Berkadia Arranges $35M Construction Loan for Multifamily Development in Montgomery, Alabama
by John Nelson
MONTGOMERY, ALA. — Berkadia has arranged a $35 million construction loan for The ONE at Montgomery, a new 264-unit multifamily development in Montgomery. Brad Williamson, Patrick Johnson, Mitch Sinberg, Scott Wadler and Matt Robbins of Berkadia’s Miami office arranged the financing on behalf of the Miami-based borrower, One Real Estate Investment (OREI). Synovus Bank provided the floating-rate loan at an approximately 65 percent loan-to-cost ratio. Located at 10510 Chantilly Parkway, the garden-style development will offer a mix of 96 one-bedroom units, 132 two-bedroom units and 36 three-bedroom units. Units will range in size from 827 square feet to 1,254 square feet. Amenities at the property will include a swimming pool with a cabana and sauna, fitness and yoga studio, multiple dog parks and a golf simulator. Construction on The ONE at Montgomery is currently underway and is slated to complete in mid-2026.
GOLDEN, COLO. — Confluence Cos. has purchased West 8th, a multifamily property in Golden, from MIG Real Estate for $47.5 million. Located at 1410 8th St., West 8th offers 99 apartments. David Potarf, Dan Woodward, Matt Barnett and Jake Young of Walker & Dunlop Denver Investment Sales handled the transaction for the seller and buyer.
HAINESPORT, N.J. — New Jersey-based developer Walters is underway on construction of a 73-unit affordable housing project in Hainesport, located outside of Philadelphia. Cornerstone at Hainesport will consist of six buildings that will house one-, two- and three-bedroom units that will be reserved for households earning 60 percent or less of the area median income. Amenities will include a basketball court, children’s play area and a clubhouse with computer workstations. The first units are expected to be available for occupancy by December.

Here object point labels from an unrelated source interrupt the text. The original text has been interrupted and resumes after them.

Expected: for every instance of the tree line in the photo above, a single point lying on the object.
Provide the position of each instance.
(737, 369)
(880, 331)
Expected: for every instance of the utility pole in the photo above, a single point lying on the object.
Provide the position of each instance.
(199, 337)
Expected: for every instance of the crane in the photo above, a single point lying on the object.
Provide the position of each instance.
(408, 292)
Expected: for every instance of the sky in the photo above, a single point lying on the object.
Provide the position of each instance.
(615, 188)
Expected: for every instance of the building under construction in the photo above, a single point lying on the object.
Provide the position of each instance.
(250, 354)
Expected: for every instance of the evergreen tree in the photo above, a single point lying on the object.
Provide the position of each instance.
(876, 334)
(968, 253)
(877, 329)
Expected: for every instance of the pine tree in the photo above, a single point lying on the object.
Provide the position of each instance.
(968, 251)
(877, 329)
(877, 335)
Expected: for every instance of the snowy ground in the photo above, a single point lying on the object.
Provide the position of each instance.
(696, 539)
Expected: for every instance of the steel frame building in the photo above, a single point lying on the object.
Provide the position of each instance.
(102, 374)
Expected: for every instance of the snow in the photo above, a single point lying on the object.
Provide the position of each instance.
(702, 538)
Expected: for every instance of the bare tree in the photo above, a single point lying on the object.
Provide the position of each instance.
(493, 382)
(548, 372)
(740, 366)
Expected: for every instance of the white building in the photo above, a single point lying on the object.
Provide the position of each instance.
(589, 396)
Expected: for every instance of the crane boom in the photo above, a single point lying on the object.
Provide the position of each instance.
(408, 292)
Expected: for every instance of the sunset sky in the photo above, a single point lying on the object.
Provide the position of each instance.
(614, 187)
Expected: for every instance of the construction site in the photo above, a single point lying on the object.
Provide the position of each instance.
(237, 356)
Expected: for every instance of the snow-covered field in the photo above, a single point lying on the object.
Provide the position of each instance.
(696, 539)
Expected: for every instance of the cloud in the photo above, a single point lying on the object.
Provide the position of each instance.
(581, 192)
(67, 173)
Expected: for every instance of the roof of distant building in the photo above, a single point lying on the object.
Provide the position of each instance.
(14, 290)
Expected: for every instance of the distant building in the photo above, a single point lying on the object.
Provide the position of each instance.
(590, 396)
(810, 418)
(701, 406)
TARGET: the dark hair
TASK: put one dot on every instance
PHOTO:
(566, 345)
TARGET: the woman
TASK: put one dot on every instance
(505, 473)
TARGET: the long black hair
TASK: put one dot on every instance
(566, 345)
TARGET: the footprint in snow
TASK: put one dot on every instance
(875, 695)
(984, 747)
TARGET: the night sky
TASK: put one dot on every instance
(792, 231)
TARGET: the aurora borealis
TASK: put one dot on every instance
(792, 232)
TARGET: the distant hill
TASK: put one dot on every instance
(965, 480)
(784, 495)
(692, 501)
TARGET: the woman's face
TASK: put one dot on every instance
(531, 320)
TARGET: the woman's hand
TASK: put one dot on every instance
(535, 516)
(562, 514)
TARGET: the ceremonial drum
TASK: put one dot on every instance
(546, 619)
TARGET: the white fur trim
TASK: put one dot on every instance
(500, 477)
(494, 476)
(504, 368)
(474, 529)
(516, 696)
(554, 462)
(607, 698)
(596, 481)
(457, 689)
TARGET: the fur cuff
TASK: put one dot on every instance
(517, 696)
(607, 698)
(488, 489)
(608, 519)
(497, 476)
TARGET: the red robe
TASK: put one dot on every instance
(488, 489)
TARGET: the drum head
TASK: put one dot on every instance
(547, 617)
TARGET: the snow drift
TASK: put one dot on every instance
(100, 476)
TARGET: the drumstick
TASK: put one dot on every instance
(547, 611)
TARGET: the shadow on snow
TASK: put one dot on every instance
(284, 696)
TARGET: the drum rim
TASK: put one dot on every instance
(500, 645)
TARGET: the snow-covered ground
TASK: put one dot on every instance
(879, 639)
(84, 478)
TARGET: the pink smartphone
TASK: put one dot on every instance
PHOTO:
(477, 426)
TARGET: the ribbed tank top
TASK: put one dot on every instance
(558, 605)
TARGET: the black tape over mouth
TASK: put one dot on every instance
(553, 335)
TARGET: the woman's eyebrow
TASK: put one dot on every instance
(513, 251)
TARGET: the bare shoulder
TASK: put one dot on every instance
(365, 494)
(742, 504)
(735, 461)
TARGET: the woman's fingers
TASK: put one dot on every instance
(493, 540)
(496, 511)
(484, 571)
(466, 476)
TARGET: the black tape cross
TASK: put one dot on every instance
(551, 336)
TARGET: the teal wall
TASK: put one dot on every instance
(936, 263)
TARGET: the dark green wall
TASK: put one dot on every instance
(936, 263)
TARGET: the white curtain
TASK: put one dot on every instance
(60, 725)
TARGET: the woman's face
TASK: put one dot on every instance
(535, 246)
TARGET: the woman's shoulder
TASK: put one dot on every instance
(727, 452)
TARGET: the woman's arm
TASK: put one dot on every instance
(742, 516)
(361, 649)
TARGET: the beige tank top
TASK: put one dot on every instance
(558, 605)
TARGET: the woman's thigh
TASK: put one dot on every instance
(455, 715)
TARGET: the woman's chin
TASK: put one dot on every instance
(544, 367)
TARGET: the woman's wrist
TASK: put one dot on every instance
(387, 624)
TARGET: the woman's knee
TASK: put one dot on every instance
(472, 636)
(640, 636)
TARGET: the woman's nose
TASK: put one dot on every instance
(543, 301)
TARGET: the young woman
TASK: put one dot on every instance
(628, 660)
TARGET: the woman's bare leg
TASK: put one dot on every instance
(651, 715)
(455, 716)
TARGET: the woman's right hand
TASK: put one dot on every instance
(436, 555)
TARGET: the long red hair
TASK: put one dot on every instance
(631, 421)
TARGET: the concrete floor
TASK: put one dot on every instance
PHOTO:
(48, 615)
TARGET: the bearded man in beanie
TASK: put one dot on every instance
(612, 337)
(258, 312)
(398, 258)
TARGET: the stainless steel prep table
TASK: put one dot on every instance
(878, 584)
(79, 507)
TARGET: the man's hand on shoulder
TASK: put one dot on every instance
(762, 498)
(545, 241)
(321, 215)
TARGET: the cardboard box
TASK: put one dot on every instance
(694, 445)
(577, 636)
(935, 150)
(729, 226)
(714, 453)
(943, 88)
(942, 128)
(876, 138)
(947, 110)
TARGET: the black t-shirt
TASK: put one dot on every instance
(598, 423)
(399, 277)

Cushman & Wakefield, Greystone Negotiate Sale of 720-Unit Apartment Community in Hoover, Alabama
by John Nelson
HOOVER, ALA. — Cushman & Wakefield and Greystone has arranged the sale of Ridge Crossings, a 720-unit apartment community located in the Birmingham suburb of Hoover. Canadian-based Avenue Living was the buyer. The sales price was not disclosed, but Birmingham Business Journal reports the property traded for $111 million. Originally completed in 1991, Ridge Crossings offers one-, two- and three-bedrooms ranging in size from 861 to 1,520 square feet. According to Apartments.com, amenities include a swimming pool, tennis and racquetball courts, fitness center, concierge services, dog park and a clubhouse. Andrew Brown, Craig Hey, Ben Thomas and Tommy Coleman of Cushman & Wakefield represented the undisclosed seller in the transaction. Additionally, Dan Sacks of Greystone originated a Fannie Mae loan of an undisclosed amount for the acquisition.
MILLBURN, N.J. — Locally based brokerage firm The Kislak Co. Inc. has negotiated the $4 million sale of a 15-unit apartment complex in the Northern New Jersey community of Millburn. The three-story building at 357 Millburn Ave. was originally constructed in 1927 and houses 11 one-bedroom units and four two-bedroom units that were fully occupied at the time of sale, as well as four retail spaces. Jeff Squires of Kislak represented the seller, P&D Partners LP, in the transaction and procured the buyer, an entity doing business as Walton Millburn LLC.